5. The method of claim 1, wherein x indicates a level value for the location in the base layer image data, and the derivation of x comprises a calculation of a result mathematically equivalent to (i + C ' + D ') > S ', and wherein:

i indicates the horizontal value of the location in the upsampled array;

c' is obtained by multiplying the reciprocal of the horizontal scale factor by 2^S’+F’Is approximated;

d' is an offset which may be the same or different from D;

s' is a shift value that may be the same or different from S; and

f' is based on the number of bits in the fractional component of x.

6. The method of claim 5, wherein F 'is 4 and S' is 12.

7. The method of claim 6, wherein C' is derived according to the following equation:

((BasePic Width＜＜16)+(ScaledBase Width＞＞1))÷ScaledBase Width，

wherein BasePicWidth indicates a horizontal resolution of the base layer image data, and ScaledBaseWidth indicates a horizontal resolution after upsampling.

8. The method of claim 5, wherein x is further based on an offset E, the derivation of x comprising calculation of a result mathematically equivalent to ((i ^ C ' + D ') > S ') + E.

9. The method of claim 5, further comprising:

selecting a vertical filter based on F least significant bits of y and a vertical integer position to filter based on remaining bits of y, wherein vertical interpolation of the base layer image data uses the vertical filter at the vertical integer position; and

selecting a horizontal filter based on the F' least significant bits of x and selecting a horizontal number position to filter based on the remaining bits of x, wherein horizontal interpolation of the result of vertical interpolation uses the horizontal filter at the horizontal integer position.

10. The method of claim 1, further comprising:

interpolating a value at the location in the base layer image data; and

assigning the interpolated value to the position in the upsampled array.
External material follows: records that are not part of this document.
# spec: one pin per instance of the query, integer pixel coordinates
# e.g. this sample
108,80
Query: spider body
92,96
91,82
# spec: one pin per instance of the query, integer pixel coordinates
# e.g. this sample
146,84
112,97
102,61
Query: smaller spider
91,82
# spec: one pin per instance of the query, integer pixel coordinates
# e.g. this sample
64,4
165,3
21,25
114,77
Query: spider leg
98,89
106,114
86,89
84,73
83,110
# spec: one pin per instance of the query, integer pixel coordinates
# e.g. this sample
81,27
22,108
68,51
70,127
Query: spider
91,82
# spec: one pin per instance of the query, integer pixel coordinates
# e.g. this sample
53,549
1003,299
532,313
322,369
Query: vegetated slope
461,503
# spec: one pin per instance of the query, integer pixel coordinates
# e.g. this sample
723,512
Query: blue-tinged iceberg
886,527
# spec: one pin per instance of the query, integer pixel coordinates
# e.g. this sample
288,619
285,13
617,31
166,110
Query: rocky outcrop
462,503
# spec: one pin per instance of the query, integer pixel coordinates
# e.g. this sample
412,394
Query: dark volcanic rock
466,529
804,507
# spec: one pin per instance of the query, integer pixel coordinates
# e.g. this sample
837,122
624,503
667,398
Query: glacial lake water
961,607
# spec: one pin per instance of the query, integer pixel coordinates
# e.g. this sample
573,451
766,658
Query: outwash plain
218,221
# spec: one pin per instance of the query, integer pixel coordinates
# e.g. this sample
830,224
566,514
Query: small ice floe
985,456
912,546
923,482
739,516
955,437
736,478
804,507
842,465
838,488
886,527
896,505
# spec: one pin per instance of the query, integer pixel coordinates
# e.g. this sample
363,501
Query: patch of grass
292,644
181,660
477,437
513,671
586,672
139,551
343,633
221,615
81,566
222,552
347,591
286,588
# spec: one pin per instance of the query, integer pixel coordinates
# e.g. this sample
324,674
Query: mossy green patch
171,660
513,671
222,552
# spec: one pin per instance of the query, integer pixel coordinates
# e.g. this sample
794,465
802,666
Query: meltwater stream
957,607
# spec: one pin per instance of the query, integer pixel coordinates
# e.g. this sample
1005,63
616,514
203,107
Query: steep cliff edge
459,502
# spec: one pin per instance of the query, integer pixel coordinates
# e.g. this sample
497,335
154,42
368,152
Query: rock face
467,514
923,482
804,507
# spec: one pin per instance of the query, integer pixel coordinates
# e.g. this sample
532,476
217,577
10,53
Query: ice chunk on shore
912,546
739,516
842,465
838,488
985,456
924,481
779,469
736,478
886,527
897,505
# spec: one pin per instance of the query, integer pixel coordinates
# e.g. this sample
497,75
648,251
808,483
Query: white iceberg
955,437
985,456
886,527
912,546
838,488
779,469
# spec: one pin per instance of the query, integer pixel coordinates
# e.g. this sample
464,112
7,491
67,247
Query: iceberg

11. A system for upsampling base layer image data during video encoding or decoding, the system comprising: for one location in the upsampled array:

means for calculating a location in the base layer image data, wherein y indicates a vertical value for the location in the base layer image data, and the derivation of y comprises calculation of a result mathematically equivalent to (j × C + D) > S, and wherein:

j indicates the vertical value of the location in the upsampled array;

d is an offset;

s is a shift value; and

f is based on the number of bits in the fractional component of y.
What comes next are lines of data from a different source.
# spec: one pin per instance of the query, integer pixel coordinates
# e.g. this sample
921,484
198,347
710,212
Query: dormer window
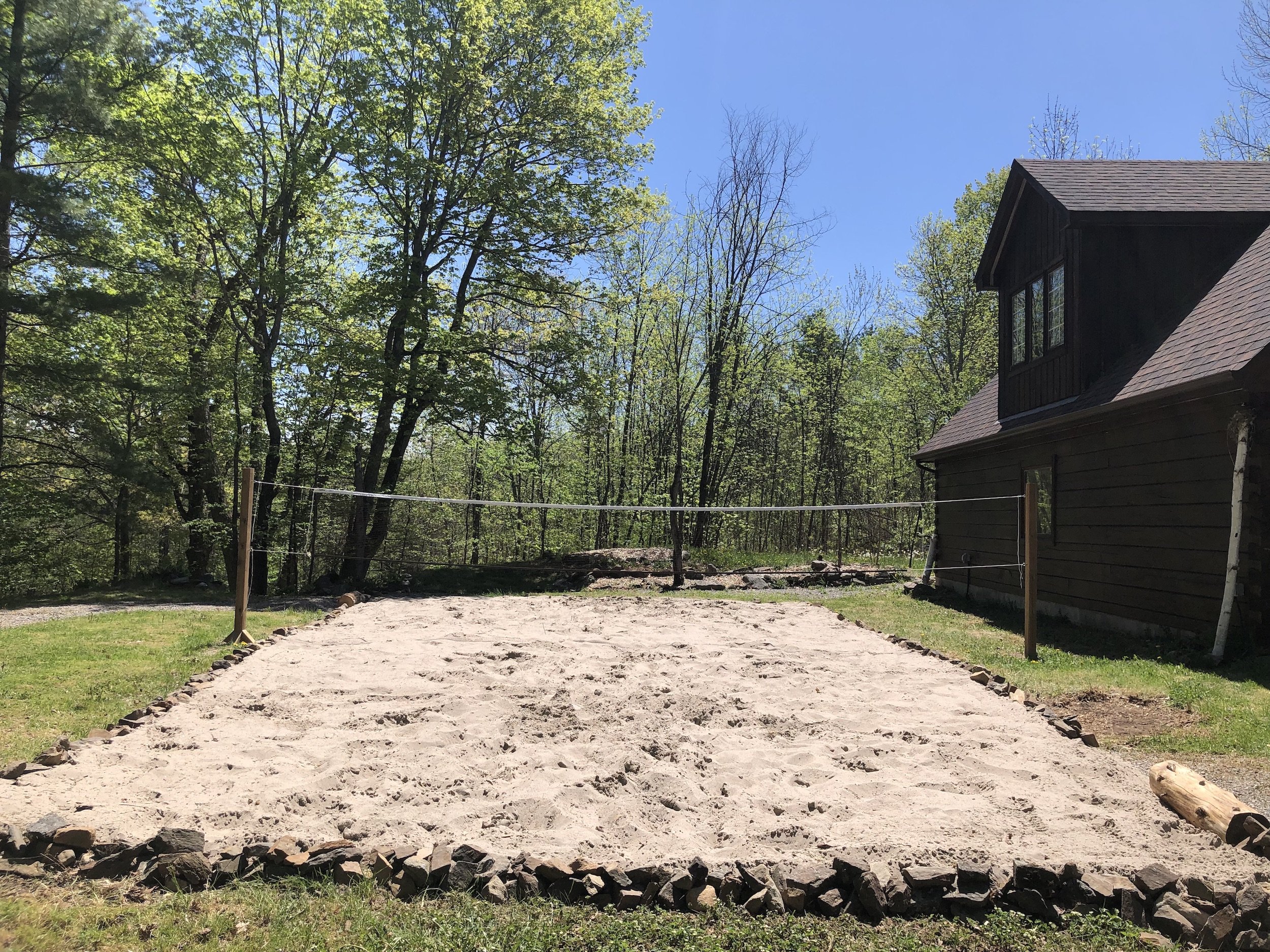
1037,318
1019,326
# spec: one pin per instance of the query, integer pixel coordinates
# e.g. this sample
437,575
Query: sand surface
620,729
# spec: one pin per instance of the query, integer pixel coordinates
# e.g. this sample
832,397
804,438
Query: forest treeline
405,248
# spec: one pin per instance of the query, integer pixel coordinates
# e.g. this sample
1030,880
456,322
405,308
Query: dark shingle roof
1151,186
1129,192
1228,328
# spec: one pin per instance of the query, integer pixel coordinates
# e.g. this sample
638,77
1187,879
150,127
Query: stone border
1070,727
1182,908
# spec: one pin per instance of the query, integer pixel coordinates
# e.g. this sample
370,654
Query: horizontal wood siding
1142,516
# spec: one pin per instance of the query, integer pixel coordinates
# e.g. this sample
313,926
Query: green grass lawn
290,917
1232,702
74,674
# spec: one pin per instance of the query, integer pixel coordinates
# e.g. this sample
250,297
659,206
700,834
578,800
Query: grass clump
73,674
282,917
12. The system of claim 11, wherein

j. C and D are based in part on whether the base layer image data is for a frame or a field,

j and D are based in part on whether the base layer image data is for luminance or chrominance;

d is based on the vertical resolution of the base layer image data, the vertical scale factor, and S;

f is 4, and

s is 12.

13. The system of claim 11, wherein x indicates a level value for the location in the base layer image data, and the derivation of x comprises a calculation of a result mathematically equivalent to (i + C ' + D ') > S ', and wherein:

i indicates the horizontal value of the location in the upsampled array;

d' is an offset which may be the same or different from D;

s' is a shift value that may be the same or different from S; and

f' is based on the number of bits in the fractional component of x.

14. The system of claim 13,

f' is the number 4 of the ring-shaped grooves,

s' is 12.

15. The system of claim 14,

c' is derived according to:

((BasePic Width＜＜16)+(ScaledBase Width＞＞1))÷ScaledBase Width，

16. The system of claim 13, further comprising:

means for selecting a vertical filter based on the F least significant bits of y and a vertical integer position to filter based on the remaining bits of y, wherein vertical interpolation of the base layer image data uses the vertical filter at the vertical integer position; and

means for selecting a horizontal filter based on the F' least significant bits of x and a horizontal number position to filter based on the remaining bits of x, wherein horizontal interpolation of the result of vertical interpolation uses the horizontal filter at the horizontal integer position.

17. The system of claim 11, further comprising:

means for interpolating a value at the location in the base layer image data; and

means for assigning the interpolated value to the position in the upsampled array.